The script is now painfully familiar: A company reports a major data breach affecting millions of consumers, apologizes profusely, and promises to do better.
Unfortunately, the most common response to these announcements is a few days of mild public outrage followed by a collective shrug.
But this needs to change.
The risk is rising because the amount of data collected and stored about consumers is steadily growing — it has doubled in the last five years. Unfortunately, the methods used to protect this information are changing at a much slower pace.
Even worse, most companies reporting a data breach are offering consumers the same tired remedy: free credit monitoring.
For most Americans, free credit monitoring is about a useful as two buggies in a one-horse town. Everyone who wants it already has it because they’ve already been a victim of a data breach. Yahoo is offering two years of free credit monitoring to 194 million people, Equifax is offering ten years of free credit monitoring to 143 million people, and now Capital One, which just announced a data breach affecting 100 million Americans, is set to do the same. And all active military personnel qualify for free credit monitoring thanks to a new rule set to go into effect this fall.
A cynic might think companies are only offering free credit monitoring because they know most consumers won’t bother to take them up on the offer.
Not only do most of those who want it already have it, but credit monitoring does little to protect against other types of identity theft, such as when people steal medical benefits or use stolen personal data to engage in employment fraud. Plus, these services can overwhelm consumers with false alerts, leading them to ignore the warnings.
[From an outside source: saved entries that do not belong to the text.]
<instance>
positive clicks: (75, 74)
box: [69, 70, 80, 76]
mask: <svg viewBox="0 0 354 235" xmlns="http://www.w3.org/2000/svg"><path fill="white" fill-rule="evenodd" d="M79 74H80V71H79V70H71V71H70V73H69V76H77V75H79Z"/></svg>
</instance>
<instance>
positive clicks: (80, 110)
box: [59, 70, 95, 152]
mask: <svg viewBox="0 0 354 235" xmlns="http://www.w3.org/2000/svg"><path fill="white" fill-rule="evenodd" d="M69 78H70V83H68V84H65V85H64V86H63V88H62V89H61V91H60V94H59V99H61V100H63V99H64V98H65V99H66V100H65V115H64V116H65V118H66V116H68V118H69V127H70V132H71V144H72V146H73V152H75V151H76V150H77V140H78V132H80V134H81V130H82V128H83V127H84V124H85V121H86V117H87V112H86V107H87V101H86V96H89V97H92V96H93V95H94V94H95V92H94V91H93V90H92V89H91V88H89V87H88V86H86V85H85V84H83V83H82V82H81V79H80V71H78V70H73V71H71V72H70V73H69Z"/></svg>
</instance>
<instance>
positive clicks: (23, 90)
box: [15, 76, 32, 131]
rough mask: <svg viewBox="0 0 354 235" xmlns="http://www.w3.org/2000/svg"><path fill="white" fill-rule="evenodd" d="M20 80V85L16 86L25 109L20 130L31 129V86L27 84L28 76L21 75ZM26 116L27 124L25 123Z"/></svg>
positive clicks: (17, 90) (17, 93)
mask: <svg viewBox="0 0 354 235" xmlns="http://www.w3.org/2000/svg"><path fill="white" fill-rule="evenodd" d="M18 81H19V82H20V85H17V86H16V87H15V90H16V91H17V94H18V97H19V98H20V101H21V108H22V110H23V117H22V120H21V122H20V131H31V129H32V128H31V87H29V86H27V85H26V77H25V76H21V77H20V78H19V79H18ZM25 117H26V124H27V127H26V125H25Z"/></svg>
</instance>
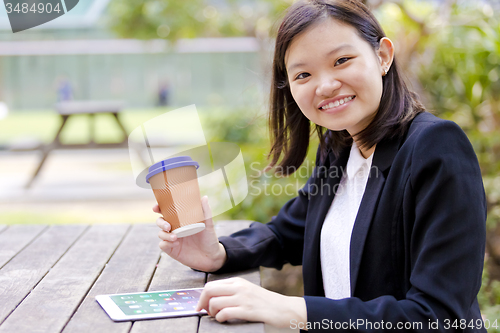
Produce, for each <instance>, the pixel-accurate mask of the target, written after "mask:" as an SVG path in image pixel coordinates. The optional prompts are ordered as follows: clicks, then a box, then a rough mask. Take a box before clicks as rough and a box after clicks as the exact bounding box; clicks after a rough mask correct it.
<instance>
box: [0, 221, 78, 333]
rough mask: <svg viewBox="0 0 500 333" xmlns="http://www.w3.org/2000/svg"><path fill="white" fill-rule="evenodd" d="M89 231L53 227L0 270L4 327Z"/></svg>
mask: <svg viewBox="0 0 500 333" xmlns="http://www.w3.org/2000/svg"><path fill="white" fill-rule="evenodd" d="M85 229H86V227H85V226H77V225H73V226H54V227H51V228H49V229H48V230H47V231H46V232H44V233H43V234H41V235H40V236H39V237H38V238H37V239H35V240H34V241H33V242H32V243H31V244H29V245H28V246H27V247H26V248H25V249H24V250H23V251H22V252H20V253H19V254H18V255H17V256H16V257H14V258H13V259H12V260H11V261H9V263H7V264H6V265H5V266H4V267H3V268H2V269H0V304H1V305H2V306H0V323H2V322H3V321H4V319H5V318H6V317H7V316H8V315H9V314H10V313H11V312H12V311H13V310H14V309H15V308H16V306H17V305H18V304H19V303H21V301H22V300H23V299H24V298H25V297H26V295H28V294H29V292H30V291H31V290H32V289H33V288H34V287H35V285H36V284H37V283H38V282H39V281H40V280H41V279H42V278H43V277H44V276H45V274H47V272H48V271H49V269H50V268H51V267H52V266H54V264H55V263H56V262H57V261H58V260H59V258H61V256H62V255H63V254H64V253H65V252H66V251H67V250H68V248H69V247H70V246H71V245H72V244H73V243H74V242H75V241H76V240H77V239H78V237H79V236H80V235H81V234H82V232H83V231H84V230H85ZM0 328H1V326H0Z"/></svg>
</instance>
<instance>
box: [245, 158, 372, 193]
mask: <svg viewBox="0 0 500 333" xmlns="http://www.w3.org/2000/svg"><path fill="white" fill-rule="evenodd" d="M263 169H265V166H264V165H262V164H261V163H260V162H252V163H250V170H251V171H252V176H251V177H250V181H249V187H250V192H249V194H250V195H251V196H260V195H264V196H280V195H286V196H294V195H297V194H298V193H299V190H301V189H302V190H303V191H302V193H303V194H305V195H307V196H308V197H309V198H310V197H314V196H330V195H336V194H341V193H343V192H344V191H346V190H347V191H350V192H351V194H353V195H356V191H363V190H364V187H361V188H360V187H359V186H354V187H352V186H351V187H349V186H346V181H345V176H347V168H346V167H345V166H337V165H332V166H325V165H320V166H317V165H316V163H314V162H312V161H310V160H306V161H305V162H304V163H302V164H301V165H300V166H299V167H298V168H296V167H290V166H289V167H281V166H277V167H275V168H274V169H273V172H272V173H271V172H263ZM284 175H288V176H287V177H286V179H283V181H281V180H282V179H280V178H285V177H283V176H284ZM380 175H381V171H380V169H379V168H378V167H377V166H375V165H372V166H371V167H370V168H369V169H368V166H367V165H365V166H363V167H362V168H361V169H360V170H359V171H358V172H356V173H355V174H354V175H353V178H357V179H359V180H364V177H368V179H369V178H378V177H380ZM335 178H337V179H338V181H337V182H329V181H328V179H335ZM308 179H309V182H307V180H308Z"/></svg>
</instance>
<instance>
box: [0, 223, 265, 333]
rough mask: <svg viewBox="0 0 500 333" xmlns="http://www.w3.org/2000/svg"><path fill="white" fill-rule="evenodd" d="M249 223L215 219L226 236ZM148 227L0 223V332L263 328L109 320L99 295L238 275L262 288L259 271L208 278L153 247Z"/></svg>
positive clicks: (122, 292)
mask: <svg viewBox="0 0 500 333" xmlns="http://www.w3.org/2000/svg"><path fill="white" fill-rule="evenodd" d="M249 223H250V222H249V221H221V222H219V223H217V224H216V230H217V234H218V235H219V236H221V235H227V234H230V233H232V232H234V231H236V230H239V229H241V228H243V227H246V226H248V225H249ZM157 234H158V228H157V227H156V225H153V224H134V225H125V224H115V225H54V226H46V225H12V226H5V225H3V226H1V225H0V332H1V333H4V332H8V333H12V332H16V333H21V332H29V333H33V332H84V333H89V332H91V333H100V332H106V333H108V332H109V333H113V332H131V333H139V332H148V333H151V332H172V333H194V332H199V333H203V332H238V333H246V332H248V333H259V332H262V333H264V324H263V323H246V322H245V323H219V322H217V321H215V320H214V319H213V318H210V317H208V316H203V317H182V318H170V319H155V320H143V321H135V322H119V323H118V322H113V321H112V320H111V319H109V317H108V315H107V314H106V313H105V312H104V310H103V309H102V308H101V307H100V306H99V304H98V303H97V302H96V301H95V296H96V295H100V294H114V293H127V292H141V291H158V290H167V289H176V288H188V287H203V286H204V284H205V283H206V282H207V281H211V280H217V279H221V278H227V277H230V276H240V277H242V278H245V279H247V280H249V281H251V282H253V283H256V284H259V285H260V273H259V270H258V269H254V270H250V271H246V272H241V273H238V274H223V275H212V274H206V273H203V272H197V271H194V270H192V269H190V268H188V267H186V266H184V265H182V264H180V263H178V262H177V261H175V260H173V259H171V258H170V257H169V256H168V255H166V254H165V253H162V252H161V251H160V249H159V248H158V243H159V239H158V236H157Z"/></svg>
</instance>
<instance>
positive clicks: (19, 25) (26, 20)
mask: <svg viewBox="0 0 500 333" xmlns="http://www.w3.org/2000/svg"><path fill="white" fill-rule="evenodd" d="M3 2H4V5H5V10H6V11H7V15H8V17H9V21H10V27H11V28H12V32H14V33H15V32H19V31H23V30H27V29H30V28H33V27H36V26H39V25H41V24H44V23H47V22H49V21H52V20H54V19H56V18H58V17H60V16H63V15H64V14H66V13H67V12H69V11H70V10H72V9H73V8H75V6H76V5H77V4H78V2H79V0H3Z"/></svg>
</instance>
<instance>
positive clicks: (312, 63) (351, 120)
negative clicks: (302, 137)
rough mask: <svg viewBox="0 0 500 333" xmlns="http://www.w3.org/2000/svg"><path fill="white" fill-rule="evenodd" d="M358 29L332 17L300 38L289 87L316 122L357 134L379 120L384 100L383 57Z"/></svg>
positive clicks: (297, 43) (293, 65) (290, 78)
mask: <svg viewBox="0 0 500 333" xmlns="http://www.w3.org/2000/svg"><path fill="white" fill-rule="evenodd" d="M377 52H378V51H375V50H374V49H373V47H372V46H371V45H370V44H368V43H367V42H366V41H365V40H363V39H362V38H361V37H360V36H359V34H358V33H357V31H356V29H354V28H353V27H352V26H349V25H346V24H342V23H339V22H338V21H335V20H333V19H329V18H326V19H324V20H323V21H321V22H320V23H319V24H316V25H314V26H312V27H310V28H309V29H308V30H306V31H304V32H303V33H302V34H300V35H298V36H297V37H295V38H294V40H293V41H292V43H291V44H290V46H289V47H288V50H287V54H286V56H285V65H286V68H287V73H288V83H289V85H290V91H291V93H292V96H293V98H294V100H295V102H296V103H297V105H298V106H299V108H300V110H301V111H302V113H303V114H304V115H305V116H306V117H307V118H308V119H309V120H311V121H312V122H313V123H315V124H318V125H320V126H323V127H326V128H328V129H331V130H334V131H342V130H347V131H348V132H349V133H350V134H351V135H352V136H354V135H356V134H357V133H359V132H361V131H362V130H363V129H365V128H366V126H368V124H369V123H370V122H371V121H372V120H373V118H374V117H375V114H376V113H377V111H378V108H379V105H380V99H381V97H382V83H383V82H382V75H383V73H384V70H383V69H382V66H381V65H382V59H381V57H380V56H379V54H378V53H377Z"/></svg>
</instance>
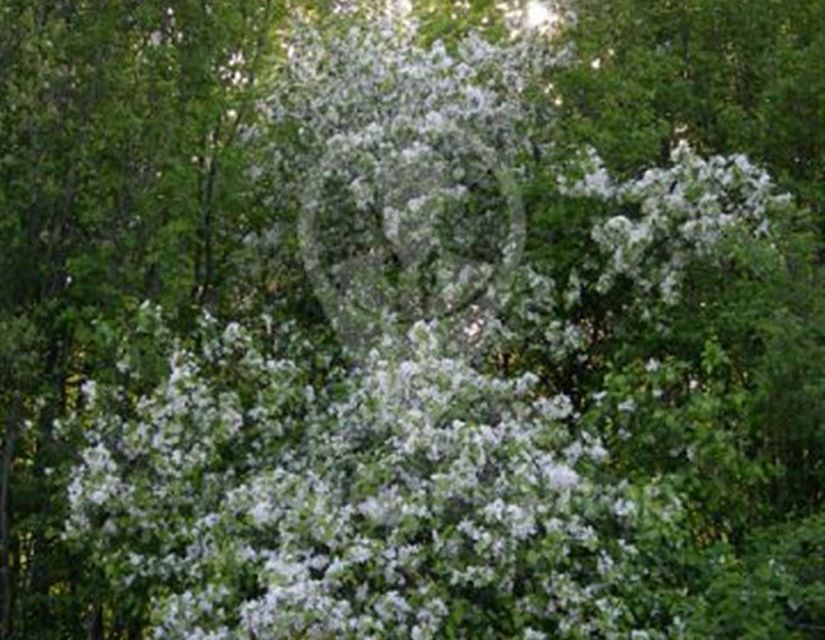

Credit monitoring is like putting a security alarm on the house with a broken lock — it does nothing to keep criminals out, it only signals when they are in. Without remedying the underlying cause of poor security, these types of data breaches will keep occurring.
A better option is to start requiring companies that are responsible for data breaches to offer consumers their choice of a menu of security-enhancing products and services. Not only will this spur consumer adoption of better security, but it will create a market for these services.
For example, Social Security numbers are terribly insecure, yet widely used to identify people because there is no better alternative. Secure electronic IDs — physical smart cards or digital certificates installed on mobile apps — would be a viable replacement. Unfortunately, new technologies like these present a chicken-or-egg problem: consumers have no reason to adopt them until businesses accept them, and businesses have no reason to accept them until consumers adopt them. But consumers having the option to get free electronic IDs after the next data breach would jump-start the market for these products. And by making Social Security numbers less valuable, they would diminish the value of data breaches for attackers.
Or consider that only about 12 percent of Americans use password managers, while the vast majority, 86 percent, just choose to memorize them. That is why “123456” is still the most common password. A free subscription for a year or two to a password manager could help consumers secure all their online accounts. And free security tokens — hardware-based keys to securely log in to an online service — could get more consumers to start using multi-factor authentication.
There is nothing stopping the companies responding to data breaches from offering these alternatives now, or regulators demanding these on behalf of consumers in settlements, but they may not do this unless Congress intervenes. But it is important to do this right. Ideally, the Federal Trade Commission or another government body would be tasked with regularly updating a list of eligible security-enhancing consumer products and services that consumers could choose from to ensure security continues to improve.
This change certainly will not fix everything. Businesses still need to invest in better enterprise security, replace outdated systems and keep current on software patches. But by raising the bar on how companies respond after data breaches, policymakers can break the status quo and start to fix some of the underlying causes of data breaches.